A surety is someone that knows the individual, usually a family member or friend, who comes forward to offer themselves as a supervisor in order to convince the Crown and/or the Court that they can ensure the person charged will attend court and not commit any further offences. A surety has to be 18 years of age, have no criminal record (or a very limited or dated one), be a permanent resident or citizen of Canada, and must have either some assets or at least some form of income. They will be asked to sign bail for a certain amount as a security to the court that they will perform the supervision duties expected of them. The amount they are able to sign for is based on their assets and income and the general principle of whether they could pay the money if required by the court. The money is rarely deposited with the Court, as the amount the surety signs for represents an amount that the Court could seek them to pay if they failed to supervise the individual as expected. That is, the Crown can seek to make the surety pay the money they signed for if they completely failed in their duties, such as allowing the individual not to attend court, or if they were aware that they were breaching a specific condition of the bail and did not call the police. A lawyer formulating a plan with the surety(s), and to convincingly present the plan to the Court, is often the difference between an individual being released on bail or being denied bail. If a Justice of the Peace in the Ontario Court of Justice denies an individual bail, it is possible to seek a review of that decision by a Superior Court Judge. However, the process is lengthy and requires a change of circumstance or an error by the Justice of the Peace in order to request the review. As such, it is very important that an individual put their best foot forward when they first try for bail in the Ontario Court as they do not get a second chance in the Ontario Court if the Justice of the Peace denies them bail.
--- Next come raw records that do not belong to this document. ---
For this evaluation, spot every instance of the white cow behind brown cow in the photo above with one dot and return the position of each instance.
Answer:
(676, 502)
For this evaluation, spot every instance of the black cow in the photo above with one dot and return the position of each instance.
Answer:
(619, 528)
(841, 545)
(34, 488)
(If a person does not have a surety and the Crown is opposed to bail, the individual can personally testify at the hearing that they will comply with any release conditions. This is not often done, should only be done if the individual has no other option, and will generally only be successful in cases of relatively minor charges. It may also be possible for someone that lacks a surety to attempt to be assisted by a bail program, which are programs run by community organizations who help supervise individuals who don’t have a surety. This will usually only be available when dealing with relatively minor charges.)
The conditions of bail that individuals are released on vary greatly. At the lowest end of the scale an individual can be released on their own bail that simply requires that they attend court or remain away from a specific individual or place. At the highest end, the most strict bails will involve the individual having to live with their surety and to remain on house arrest, meaning they cannot leave the residence at all. In practice, the vast majority of individuals are released on conditions somewhere in between those two extremes. As well, the amount of money that a surety is asked to sign for varies greatly – it can be anything from a few hundred dollars to hundreds of thousands. The amount is reflective of the finances of the surety and the seriousness of the offence. It is important for a lawyer to be able to argue on behalf of the individual so that the amount is kept as minimal as possible and the conditions least restrictive as possible.